Наконец, какие выводы можно сделать о перспективах внешней политики США в целом? И верно ли, что серия побед традиционного истеблишмента над Трампом вернёт Америку к традиционной глобалистской и имперской внешней политике, нацеленной на удержание «глобального лидерства» США и расширение ориентированного на них «либерального международного порядка»? На поверхности – да, и озвученная Трампом стратегия по Афганистану призвана создать впечатление приверженности Америки глобалистской внешней политики и глобальному же пониманию американских национальных интересов.
На деле же даже в условиях победы истеблишмента над Трампом продолжается переход США от роли глобального гегемона к роли великой державы, которая проводит политику не столько в интересах ориентированной на неё системы, сколько в своих собственных в их эгоистическом понимании. И новая/старая стратегия США по Афганистану, несмотря на её традиционалистскую и глобалистскую риторику, это подтверждают.

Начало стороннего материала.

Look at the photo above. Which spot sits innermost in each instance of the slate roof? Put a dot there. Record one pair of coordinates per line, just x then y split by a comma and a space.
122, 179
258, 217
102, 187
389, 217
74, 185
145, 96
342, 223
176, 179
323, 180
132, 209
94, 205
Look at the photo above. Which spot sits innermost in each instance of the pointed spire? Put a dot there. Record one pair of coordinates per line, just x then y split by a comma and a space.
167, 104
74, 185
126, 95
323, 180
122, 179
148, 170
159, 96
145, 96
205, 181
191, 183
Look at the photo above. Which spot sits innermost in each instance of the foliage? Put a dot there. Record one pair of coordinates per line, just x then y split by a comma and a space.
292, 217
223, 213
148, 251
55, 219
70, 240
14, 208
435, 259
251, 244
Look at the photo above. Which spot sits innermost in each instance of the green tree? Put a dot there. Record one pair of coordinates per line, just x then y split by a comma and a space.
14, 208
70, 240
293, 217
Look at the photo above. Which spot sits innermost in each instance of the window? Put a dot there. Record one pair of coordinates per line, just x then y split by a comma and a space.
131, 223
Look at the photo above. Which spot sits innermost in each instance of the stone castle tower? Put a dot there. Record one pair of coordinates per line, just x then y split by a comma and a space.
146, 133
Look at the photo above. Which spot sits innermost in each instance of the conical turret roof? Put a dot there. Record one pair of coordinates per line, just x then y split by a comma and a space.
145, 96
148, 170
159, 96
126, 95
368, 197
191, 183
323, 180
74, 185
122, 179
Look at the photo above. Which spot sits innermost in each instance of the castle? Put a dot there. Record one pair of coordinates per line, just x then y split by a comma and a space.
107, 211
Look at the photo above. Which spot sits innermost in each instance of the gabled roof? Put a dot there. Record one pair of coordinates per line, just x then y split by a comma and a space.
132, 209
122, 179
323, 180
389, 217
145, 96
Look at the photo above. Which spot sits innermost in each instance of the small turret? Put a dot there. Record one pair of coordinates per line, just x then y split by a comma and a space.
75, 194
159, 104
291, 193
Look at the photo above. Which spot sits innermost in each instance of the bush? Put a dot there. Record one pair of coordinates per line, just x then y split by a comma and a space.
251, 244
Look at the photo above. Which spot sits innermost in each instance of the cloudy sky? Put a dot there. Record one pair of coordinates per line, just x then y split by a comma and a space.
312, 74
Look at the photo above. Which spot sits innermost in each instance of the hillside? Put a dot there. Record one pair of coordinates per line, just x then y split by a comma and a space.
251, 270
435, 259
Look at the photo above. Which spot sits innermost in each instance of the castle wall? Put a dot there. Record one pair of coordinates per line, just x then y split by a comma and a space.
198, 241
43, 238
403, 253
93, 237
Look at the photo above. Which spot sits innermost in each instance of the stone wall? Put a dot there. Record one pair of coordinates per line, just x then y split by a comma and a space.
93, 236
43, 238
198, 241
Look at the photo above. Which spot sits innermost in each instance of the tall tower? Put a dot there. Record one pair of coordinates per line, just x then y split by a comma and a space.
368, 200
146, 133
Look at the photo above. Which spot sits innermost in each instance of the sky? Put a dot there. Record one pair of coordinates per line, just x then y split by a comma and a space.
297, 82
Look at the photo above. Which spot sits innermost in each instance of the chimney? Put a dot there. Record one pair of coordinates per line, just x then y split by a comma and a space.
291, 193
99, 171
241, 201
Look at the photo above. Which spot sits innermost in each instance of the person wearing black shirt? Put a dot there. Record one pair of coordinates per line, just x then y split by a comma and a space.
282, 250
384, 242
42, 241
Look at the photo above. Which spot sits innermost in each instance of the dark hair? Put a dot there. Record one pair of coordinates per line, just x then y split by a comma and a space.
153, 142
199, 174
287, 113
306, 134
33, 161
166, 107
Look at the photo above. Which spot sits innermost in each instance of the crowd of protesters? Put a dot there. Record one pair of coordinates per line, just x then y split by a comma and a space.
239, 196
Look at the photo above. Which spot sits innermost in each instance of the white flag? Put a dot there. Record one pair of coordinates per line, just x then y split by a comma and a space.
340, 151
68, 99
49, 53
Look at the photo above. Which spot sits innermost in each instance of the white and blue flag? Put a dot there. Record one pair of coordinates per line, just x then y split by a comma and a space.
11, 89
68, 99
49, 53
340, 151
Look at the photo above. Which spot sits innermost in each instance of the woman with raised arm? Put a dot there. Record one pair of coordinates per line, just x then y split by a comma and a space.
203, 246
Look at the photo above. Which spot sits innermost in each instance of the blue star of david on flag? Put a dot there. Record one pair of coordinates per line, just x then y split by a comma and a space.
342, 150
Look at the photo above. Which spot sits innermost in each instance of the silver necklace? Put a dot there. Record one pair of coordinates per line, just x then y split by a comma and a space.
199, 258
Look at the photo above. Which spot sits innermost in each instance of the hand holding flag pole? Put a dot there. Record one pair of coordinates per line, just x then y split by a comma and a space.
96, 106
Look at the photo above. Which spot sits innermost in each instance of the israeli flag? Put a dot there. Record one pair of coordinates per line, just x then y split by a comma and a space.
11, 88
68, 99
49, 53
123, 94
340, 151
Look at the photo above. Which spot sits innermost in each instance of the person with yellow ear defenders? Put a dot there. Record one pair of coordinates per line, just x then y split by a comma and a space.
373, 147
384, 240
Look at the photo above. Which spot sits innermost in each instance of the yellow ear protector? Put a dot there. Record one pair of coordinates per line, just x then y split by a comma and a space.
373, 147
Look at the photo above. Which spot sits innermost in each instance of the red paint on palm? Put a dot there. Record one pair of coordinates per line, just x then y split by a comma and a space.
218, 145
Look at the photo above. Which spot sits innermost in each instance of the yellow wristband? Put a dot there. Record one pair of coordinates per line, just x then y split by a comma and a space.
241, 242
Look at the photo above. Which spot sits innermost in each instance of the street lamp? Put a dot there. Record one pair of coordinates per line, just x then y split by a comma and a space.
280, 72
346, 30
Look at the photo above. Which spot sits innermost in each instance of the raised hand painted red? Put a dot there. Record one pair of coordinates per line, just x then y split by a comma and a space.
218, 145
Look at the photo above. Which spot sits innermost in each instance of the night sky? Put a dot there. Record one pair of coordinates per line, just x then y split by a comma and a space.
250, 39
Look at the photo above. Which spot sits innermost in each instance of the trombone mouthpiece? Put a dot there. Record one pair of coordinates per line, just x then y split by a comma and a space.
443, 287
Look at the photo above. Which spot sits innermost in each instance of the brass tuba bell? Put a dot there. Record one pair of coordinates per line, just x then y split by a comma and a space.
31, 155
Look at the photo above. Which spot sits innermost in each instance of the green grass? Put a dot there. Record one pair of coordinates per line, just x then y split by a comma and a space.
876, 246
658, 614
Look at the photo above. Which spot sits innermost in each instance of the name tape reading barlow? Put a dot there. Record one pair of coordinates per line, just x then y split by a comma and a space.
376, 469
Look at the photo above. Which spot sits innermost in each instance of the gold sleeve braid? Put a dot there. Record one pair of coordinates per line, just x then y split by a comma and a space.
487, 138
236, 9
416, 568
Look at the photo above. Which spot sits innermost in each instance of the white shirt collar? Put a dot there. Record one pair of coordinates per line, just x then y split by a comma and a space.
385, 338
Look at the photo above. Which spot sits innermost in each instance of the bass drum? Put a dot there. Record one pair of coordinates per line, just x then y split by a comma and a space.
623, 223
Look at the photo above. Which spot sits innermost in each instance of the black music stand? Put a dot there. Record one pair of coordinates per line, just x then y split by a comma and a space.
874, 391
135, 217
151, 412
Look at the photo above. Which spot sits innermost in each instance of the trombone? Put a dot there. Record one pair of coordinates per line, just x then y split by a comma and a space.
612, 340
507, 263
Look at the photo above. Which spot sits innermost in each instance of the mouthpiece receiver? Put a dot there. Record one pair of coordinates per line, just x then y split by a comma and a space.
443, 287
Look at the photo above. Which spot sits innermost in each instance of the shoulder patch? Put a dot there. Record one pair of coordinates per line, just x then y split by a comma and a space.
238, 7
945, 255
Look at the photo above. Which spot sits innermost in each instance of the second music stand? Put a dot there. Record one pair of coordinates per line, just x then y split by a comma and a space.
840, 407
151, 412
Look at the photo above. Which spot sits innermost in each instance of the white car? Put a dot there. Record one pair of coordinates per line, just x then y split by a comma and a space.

Логика американских действий сугубо эгоистичная. Администрация Трампа пошла на неопределённо длительное продолжение бессмысленной и бесперспективной возни в Афганистане не потому, что хочет обеспечить там долгосрочную стабильность, безопасность и экономическое развитие и даже не чтобы доказать успешность американского пребывания где-либо (ни того, ни другого с помощью озвученных Трампом мер не сделать), а для того, чтобы избежать позора поражения. В нынешней ситуации полный вывод войск США наглядно проиллюстрирует их провал, окончательно передаст инициативу региональным центрам силы, включая недружественных Америке Россию, Китай и Иран, и, возможно, приведёт к падению нынешнего афганского режима. Это поражение – и военное и политическое, своего рода второй Вьетнам. Для Трампа, обещавшего американцам «сделать Америку снова великой», добиваться побед и выступать с позиции силы, – это неприемлемо. В результате неизбежное в конечном счёте решение просто перекладывается на тех, кто займёт Белый дом потом. Иными словами, императивом является забота о собственных эгоистических политических интересах, а не о региональной и международной безопасности.
Показательна волна критики, поднявшаяся внутри США сразу после выступления Трампа по Афганистану. Оказалось, что многие представители политической и военной элиты понимают бесперспективность американского присутствия в Афганистане, выступают за безотлагательный уход и даже открыто признают, что первоначальное стремление Трампа вывести войска было правильным.
Когда переход США от роли глобального гегемона к роли великой державы, пускай и самой сильной, завершится, российско-американские отношения получат новый шанс.